Update

Hi there tout la gang,

We don't have much to say about research in practice at the Café right now

but we are talking policy and practice over here now: Literacy Enquirers.

Tuesday, May 13, 2008

goals and spices

from an ESOL instructor practising in the US:

Learning a language is a bit like being in a small boat on a body of water. When students first begin learning a language, it's a bit like being in a small boat that is passing midway down a narrow stream. As the boat moves forward, the banks of the stream are passing by, so it is easy for the learner/traveller to have a sense of progress, and a sense of where they are going.

When you become an advanced student, however, you have a problem -- the small stream has opened up into an "ocean." There are no "banks of the stream" anymore; nothing to give you a reference point or a sense of direction. The language you've learned is now an ocean. It goes on forever, and you can move and see in any possible direction. It is now very difficult to have a sense of progress or a sense of direction. You can move your boat over to the region of legalisms and legal English, for example, and study those for a while...but when you finish, there is still something else to learn. And there always will be.

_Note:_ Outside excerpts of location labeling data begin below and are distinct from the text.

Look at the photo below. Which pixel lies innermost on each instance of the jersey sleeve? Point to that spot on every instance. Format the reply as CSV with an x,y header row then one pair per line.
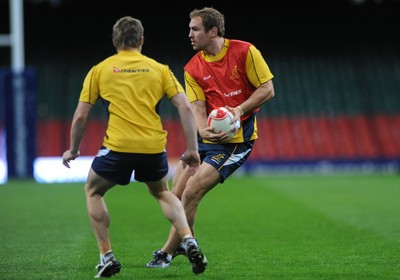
x,y
257,69
90,89
193,91
171,84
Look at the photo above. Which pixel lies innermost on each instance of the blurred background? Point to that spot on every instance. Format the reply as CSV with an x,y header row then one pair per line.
x,y
336,65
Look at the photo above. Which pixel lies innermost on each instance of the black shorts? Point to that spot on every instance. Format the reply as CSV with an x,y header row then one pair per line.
x,y
226,158
118,167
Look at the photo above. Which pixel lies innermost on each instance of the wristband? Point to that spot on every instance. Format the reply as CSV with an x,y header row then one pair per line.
x,y
241,110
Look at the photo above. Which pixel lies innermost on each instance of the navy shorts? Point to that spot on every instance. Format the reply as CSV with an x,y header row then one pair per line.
x,y
225,158
118,167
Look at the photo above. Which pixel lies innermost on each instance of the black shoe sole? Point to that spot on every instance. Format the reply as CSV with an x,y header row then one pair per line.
x,y
196,258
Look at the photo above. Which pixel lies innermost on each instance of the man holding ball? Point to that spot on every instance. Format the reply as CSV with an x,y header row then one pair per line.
x,y
223,73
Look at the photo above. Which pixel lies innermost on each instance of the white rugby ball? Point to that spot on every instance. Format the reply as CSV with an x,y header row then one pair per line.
x,y
220,119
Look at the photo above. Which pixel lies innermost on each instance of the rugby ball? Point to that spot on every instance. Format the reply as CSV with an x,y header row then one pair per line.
x,y
220,120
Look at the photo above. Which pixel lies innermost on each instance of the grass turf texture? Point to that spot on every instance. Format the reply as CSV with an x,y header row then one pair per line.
x,y
307,227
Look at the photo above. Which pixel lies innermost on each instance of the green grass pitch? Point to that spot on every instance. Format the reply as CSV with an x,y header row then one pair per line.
x,y
275,227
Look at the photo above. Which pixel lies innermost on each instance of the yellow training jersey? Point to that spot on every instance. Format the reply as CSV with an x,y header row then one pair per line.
x,y
131,85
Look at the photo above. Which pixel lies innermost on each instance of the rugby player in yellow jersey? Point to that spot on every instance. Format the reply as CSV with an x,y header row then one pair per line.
x,y
223,72
131,85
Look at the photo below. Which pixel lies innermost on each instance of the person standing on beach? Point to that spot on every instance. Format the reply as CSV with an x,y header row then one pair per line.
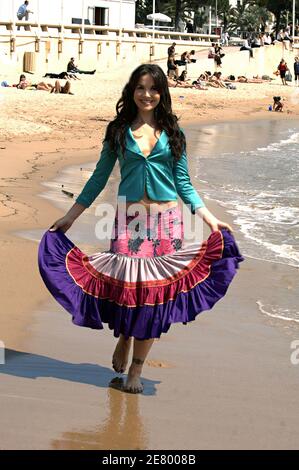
x,y
23,11
72,68
171,49
149,279
282,68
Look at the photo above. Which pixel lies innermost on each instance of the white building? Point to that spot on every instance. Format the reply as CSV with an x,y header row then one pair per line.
x,y
112,13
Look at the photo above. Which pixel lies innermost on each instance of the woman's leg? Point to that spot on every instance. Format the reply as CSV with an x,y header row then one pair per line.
x,y
121,354
140,352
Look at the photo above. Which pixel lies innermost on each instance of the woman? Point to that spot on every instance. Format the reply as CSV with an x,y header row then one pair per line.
x,y
148,281
218,55
282,68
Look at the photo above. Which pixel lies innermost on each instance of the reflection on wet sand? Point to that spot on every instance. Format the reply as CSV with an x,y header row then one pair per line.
x,y
123,428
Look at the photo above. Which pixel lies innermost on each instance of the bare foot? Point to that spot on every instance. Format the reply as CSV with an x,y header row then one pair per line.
x,y
133,383
121,354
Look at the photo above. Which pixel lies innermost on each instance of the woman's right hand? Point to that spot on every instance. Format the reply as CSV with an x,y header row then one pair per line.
x,y
62,224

So what do advanced learners do? They have to develop new tools to give themselves a reference point and be able to determine where they are going and how they are progressing. They need a "nautical chart": a set of explicit goals, means to achieve those goals, and ways or milestones to measure your progress. Then we go through an exercise where the students have to develop five very explicit, specific goals for language acquisition, and how they will achieve those goals. For example, one student decided she wanted to learn the names of all the Italian spices, and what dishes they are used in.

2 comments:

Bonnie Soroke said...

I have so enjoyed working closely with four amazing women (Anh, Rebecca, Miriam, Beatrice Feza) who have immigrated to Canada from Vietnam, Mexico, China & the Congo. Their use of English as a 2nd or 3rd or 4th language has been such an eye opener for me. After our weekly staff meetings, their unique rhythms and styles of speaking continue to dance in my head. They have constantly helped me uncover assumptions I never knew I had & opened my eyes to language and the English language in ways that have been both frustrating & laughable. Each of the women have been trained and are working as Community Researchers, and recently Anh asked me for help to transcribe part of her interviews. In Vietnamese, people often use proverbs & traditional sayings as ways to explain themselves. Anh was struggling with trying to put into English some of the following:
“Overlay my wife queen”
"The necessity to show up sagacious”
“The idle is the source of all evil”
“Labour is glory”
So we had a great time sorting through the meanings and discussing cultural history, relationships - oh I was blown away by the wonderful layers & complexity of how we use language.
and I wanted to insert a photo of Anh, but cannot see where/how to do that. yet.
cheers,
Bonnie

literacies publisher said...

This is such a cool example of 'showing up sagacious' Bonnie. Unfortunately you cannot post photos in comments. You can send me the photo and I can create a post or the password fro you to create your own.